Sytuację nagłośnił jeden z uczniów szkoły. Ma 13 lat i wielokrotnie próbował uciec ze szkoły po powtarzających się przypadkach znęcania się nad nim.
Nie mógł jednak o wszystkim opowiedzieć od razu, ponieważ rozmowy z rodzicami były kontrolowane przez dyrekcję placówki.
Tworzyli "sądy koleżeńskie"
Nastolatek opowiedział, że w związku ze "złym zachowaniem uczniów" jeden z nauczycieli stworzył "sąd koleżeński". Na nim wychowankowie razem z "pedagogiem" decydowali, jaką karę ma odbyć "winny".
Dalsza część artykułu pod materiałem wideo
Jak pisze lokalna gazeta "Wieczernyje Wiedomosti", po takich "posiedzeniach" dzieci znęcali się i poniżali innych uczniów. Zmuszano je do walenia głową w ścianę, klękania w kącie lub siedzenia w jednej pozycji przez jakiś czas.
Zmuszali do stosunków płciowych
Najwyższą miarą kary było poniżanie. Wtedy nastolatkowie mogli oddawać mocz na "winnego" czy nawet zmuszać do stosunków płciowych. Według gazety, jeden z uczniów szkoły był ofiarą przemocy na tle seksualnym "około 70 razy". Miał wtedy 12 lat.

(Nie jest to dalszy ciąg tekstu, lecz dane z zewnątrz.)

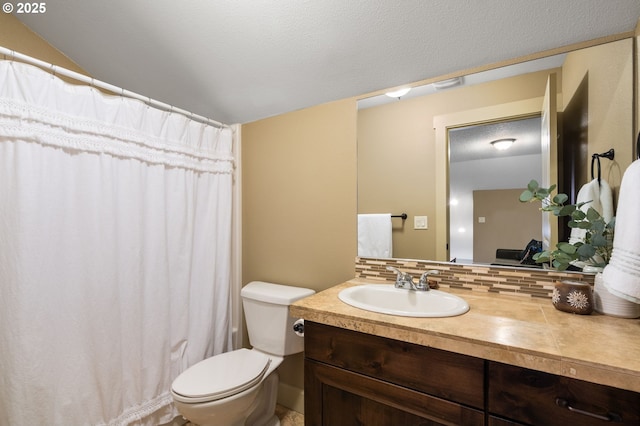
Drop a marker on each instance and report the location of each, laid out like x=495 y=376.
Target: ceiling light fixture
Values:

Według chłopca inicjatorem "sądów koleżeńskich" był 76-letni wychowawca Aleksandr K., a "kary" wykonywało dwóch starszych nastolatków. Prawnik 13-latka twierdzi, że wychowawca "traktował dzieci jak więźniów i uczył je porządków panujących w kolonii karnej".
Ofiary miały poniżej 14 lat
Ponadto nauczyciel zmuszał nastolatków do filmowania takich kar. Lokalne media piszą, że Komitet Śledczy Obwodu Swierdłowskiego odmówił komentarza w tej sprawie, choć według doniesień mediów jego pracownicy działają obecnie w szkole i badają okoliczności zdarzenia.
Regionalne Ministerstwo Edukacji zawiesiło dyrektora tej placówki oświatowej. Media nie podają, ile dokładnie uczniów zostało poszkodowanych. Jednak, jak podkreśla gazeta "Wieczernyje Wiedomosti", wszystkie ofiary przemocy miały mniej niż 14 lat.